Abstract

Alice’s Adventures in Wonderland (1865) was translated in Italy for the first time in 1872 by Teodorico Pietrocòla Rossetti. Since then, it has found fruitful ground in the so-called “creative transposition” (Jakobson, 2002), which makes use of the creative channel to communicate with a lay public that relies on rewritings to approach classic texts (Lefevere, 1992). Rewriters include translators and people who manipulate source texts for economic, political or social reasons. Their work is evidence of the evolution of literature as it brings classic texts down to the level of the common reader, ensuring their survival through time. Alice, a mixture of narrative voice and nonsense poetry, survives through the rewritings aimed at a young public.

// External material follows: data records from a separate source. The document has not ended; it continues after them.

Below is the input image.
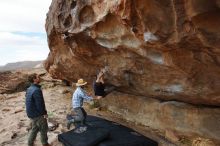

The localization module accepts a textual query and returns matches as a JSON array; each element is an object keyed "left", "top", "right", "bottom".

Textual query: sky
[{"left": 0, "top": 0, "right": 52, "bottom": 66}]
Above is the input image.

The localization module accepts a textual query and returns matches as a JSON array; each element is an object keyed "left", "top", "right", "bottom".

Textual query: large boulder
[{"left": 45, "top": 0, "right": 220, "bottom": 106}]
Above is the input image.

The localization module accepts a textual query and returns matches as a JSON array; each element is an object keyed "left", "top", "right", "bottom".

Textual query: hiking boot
[{"left": 66, "top": 119, "right": 74, "bottom": 130}]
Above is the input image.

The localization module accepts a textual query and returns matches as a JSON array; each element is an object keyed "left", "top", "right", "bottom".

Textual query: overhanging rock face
[{"left": 45, "top": 0, "right": 220, "bottom": 106}]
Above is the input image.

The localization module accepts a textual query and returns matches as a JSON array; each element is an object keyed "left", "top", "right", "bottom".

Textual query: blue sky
[{"left": 0, "top": 0, "right": 52, "bottom": 65}]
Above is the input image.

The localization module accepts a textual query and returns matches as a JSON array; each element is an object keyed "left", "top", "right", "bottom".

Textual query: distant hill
[{"left": 0, "top": 61, "right": 43, "bottom": 71}]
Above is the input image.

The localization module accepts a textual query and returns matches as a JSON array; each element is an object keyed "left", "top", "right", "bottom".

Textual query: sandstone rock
[
  {"left": 0, "top": 71, "right": 29, "bottom": 94},
  {"left": 45, "top": 0, "right": 220, "bottom": 106}
]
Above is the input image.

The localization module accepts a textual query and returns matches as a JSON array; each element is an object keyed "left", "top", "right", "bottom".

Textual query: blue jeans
[{"left": 28, "top": 116, "right": 48, "bottom": 146}]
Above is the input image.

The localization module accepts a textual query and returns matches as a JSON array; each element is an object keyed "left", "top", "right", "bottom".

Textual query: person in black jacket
[{"left": 25, "top": 74, "right": 50, "bottom": 146}]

This paper explores poetry in selected translations of Alice’s Adventures in Wonderland, including Donatella Ziliotto’s translation published by Salani in 2010, Masolino D’Amico’s translation in the children’s literature series of classics published by BUR Ragazzi in 2016, and the modernized re-edition of Silvio Spaventa Filippi’s translation first published in 1913, distributed in a new book series in 2013. The translations analysed have all been published between 1991 and 2016 by different translators and publishing houses. This selection allowed for a mixed methodology of analysis delving into the paratext and poetic language, in order to compare rhythm, structure and rhyme, looking for common aspects but especially divergent approaches as a mark of creativity wishing to release the potential of the poetic verse and mediate it for young readers.